Whitney Drake, a staff attorney at the Texas legal aid group American Gateways, says more women are failing to pass credible fear interviews at the T. Don Hutto detention center near Austin. She explains that they’re being denied and that asylum officers are checking a box that reads “No Nexus.” The designation means that they did not establish that they were persecuted based on a protected ground such as membership in a social group.
When people do pass credible fear interviews after fleeing domestic and gang violence, they may now be more likely to be denied bond. Tim Warden-Hertz, a directing attorney at the Northwest Immigrant Rights Project in Washington state, cited the case of Blanca Orantes-Lopez, a mother who fled gang violence in El Salvador before being separated from her eight-year-old-son. After passing her credible fear interview, a judge denied bond on the grounds that Sessions’ decision meant she was no longer eligible for asylum. Warden-Hertz says the judge considered her a flight risk.
As Vox’s Dara Lind has explained, the best news for migrants may be that many asylum officers oppose the Trump administration’s crackdown. Sessions’ decision and the USCIS guidance raise the bar for gaining asylum, but they do not categorically ban people fleeing gang and domestic violence from receiving it. Asylum officers are well aware that denying credible fear can be a death sentence. “No one,” one asylum officer told Vox, “wants that on their conscience.”
On Wednesday afternoon, the House appropriations committee passed an amendment that would block DHS funding from being used to implement Sessions’ decision. In a rare show of bipartisanship, Rep. Kevin Yoder (R-Kansas) backed the measure. “As the son of a social worker,” he said, “I have great compassion for those victims of domestic violence anywhere, especially as it concerns those nations that turn a blind eye to the crimes of domestic violence.” But to become law, the amendment would still need to pass the full House, as well as the Senate.
Like so many of the Trump administration’s recent immigration policies, Sessions’ decision could end up being blocked or limited by federal courts. Eunice Lee, the co-legal director at the Center for Gender and Refugee Studies at the University of California-Hastings, says Sessions’ decision was filled with legal errors and that her organization is considering all possible legal challenges. But she warns that the USCIS guidance will lead to many asylum-seekers being wrongly deported before judges have weighed in.

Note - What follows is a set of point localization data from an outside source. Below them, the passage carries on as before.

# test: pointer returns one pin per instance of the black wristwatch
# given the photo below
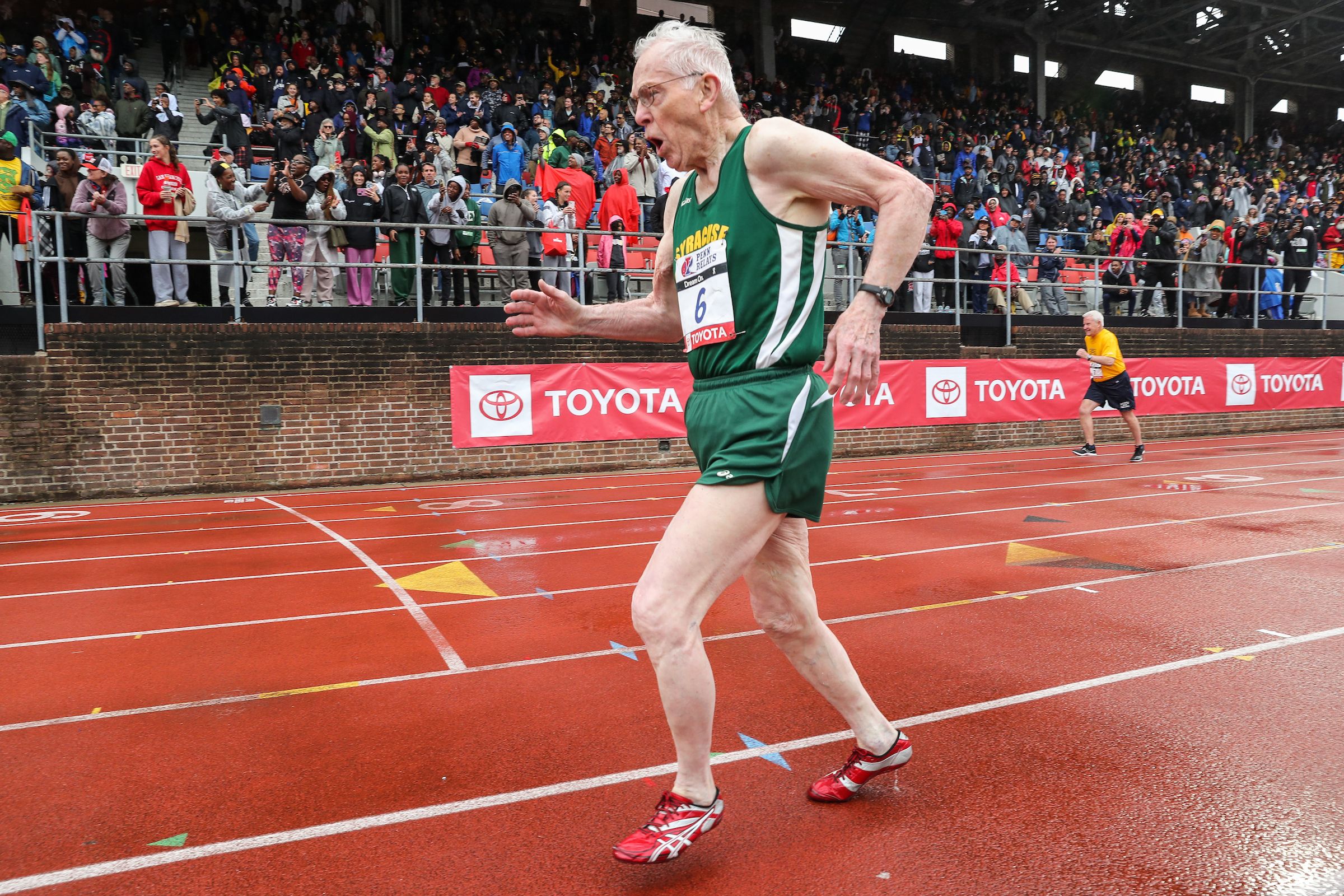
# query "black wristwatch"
(884, 295)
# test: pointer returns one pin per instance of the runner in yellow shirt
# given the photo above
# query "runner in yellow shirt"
(1110, 386)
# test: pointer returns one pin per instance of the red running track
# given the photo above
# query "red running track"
(1119, 680)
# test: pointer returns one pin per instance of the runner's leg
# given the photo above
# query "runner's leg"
(1132, 422)
(1085, 418)
(709, 544)
(785, 605)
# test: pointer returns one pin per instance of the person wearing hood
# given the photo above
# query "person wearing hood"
(559, 213)
(102, 197)
(847, 227)
(132, 119)
(227, 119)
(1159, 248)
(1205, 280)
(19, 183)
(404, 209)
(19, 106)
(1300, 254)
(1014, 238)
(165, 117)
(229, 206)
(19, 70)
(131, 76)
(946, 233)
(324, 207)
(511, 248)
(362, 203)
(610, 255)
(100, 123)
(559, 151)
(461, 211)
(469, 144)
(165, 190)
(382, 139)
(14, 117)
(620, 200)
(507, 156)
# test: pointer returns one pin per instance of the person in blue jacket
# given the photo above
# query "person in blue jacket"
(848, 228)
(1272, 291)
(508, 159)
(18, 183)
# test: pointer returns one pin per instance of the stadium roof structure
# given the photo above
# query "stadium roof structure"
(1291, 42)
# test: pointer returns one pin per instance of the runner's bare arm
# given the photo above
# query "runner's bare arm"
(654, 319)
(804, 166)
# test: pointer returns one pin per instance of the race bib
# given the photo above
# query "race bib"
(703, 296)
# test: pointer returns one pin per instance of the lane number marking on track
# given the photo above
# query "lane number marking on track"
(459, 506)
(42, 516)
(1224, 477)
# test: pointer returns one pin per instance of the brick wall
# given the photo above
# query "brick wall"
(146, 409)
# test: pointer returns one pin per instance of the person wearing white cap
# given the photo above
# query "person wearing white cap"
(229, 206)
(18, 184)
(102, 197)
(324, 206)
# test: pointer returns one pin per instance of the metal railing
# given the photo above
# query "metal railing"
(968, 288)
(236, 267)
(135, 150)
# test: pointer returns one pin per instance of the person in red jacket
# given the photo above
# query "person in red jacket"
(165, 182)
(1332, 242)
(946, 233)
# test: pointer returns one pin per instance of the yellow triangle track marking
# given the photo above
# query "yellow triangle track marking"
(451, 578)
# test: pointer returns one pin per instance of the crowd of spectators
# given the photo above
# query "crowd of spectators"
(489, 119)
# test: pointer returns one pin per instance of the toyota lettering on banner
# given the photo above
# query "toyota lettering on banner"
(554, 403)
(557, 403)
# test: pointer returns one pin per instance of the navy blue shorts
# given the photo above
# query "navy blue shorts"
(1117, 393)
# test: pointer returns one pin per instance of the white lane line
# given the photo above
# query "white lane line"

That is particularly concerning in the cases of separated parents. Fluharty, at the Dilley Pro Bono Project, said the trauma of family separations “created such a significant duress” that separated parents were “incapacitated and unable to put forth their claims for asylum.” She added, “It really seems like a proper analogy would be running a sprint with a broken leg.” In June, Port Isabel immigration judge Morris Onyewuchi stopped his review of a negative credible fear decision due to the “severe emotional disturbance” caused by the government taking the woman’s nine-year-old-daughter. “Meaningful review is not possible,” he wrote.
Last week, Powers learned that the mother she met with at Port Isabel was being released and would soon reunite with her child. But she had also been denied credible fear and it is unclear how long she may be able to stay in the United States. Powers thinks there’s still a chance of succeeding. “A lot of us are hopeful that Matter of A-B- will be struck down,” she says. “But the issue is that we have to keep fighting and keep cases going before we get that type of result.”
“It could take a while,” Powers continued. “And people can get deported while that’s pending.”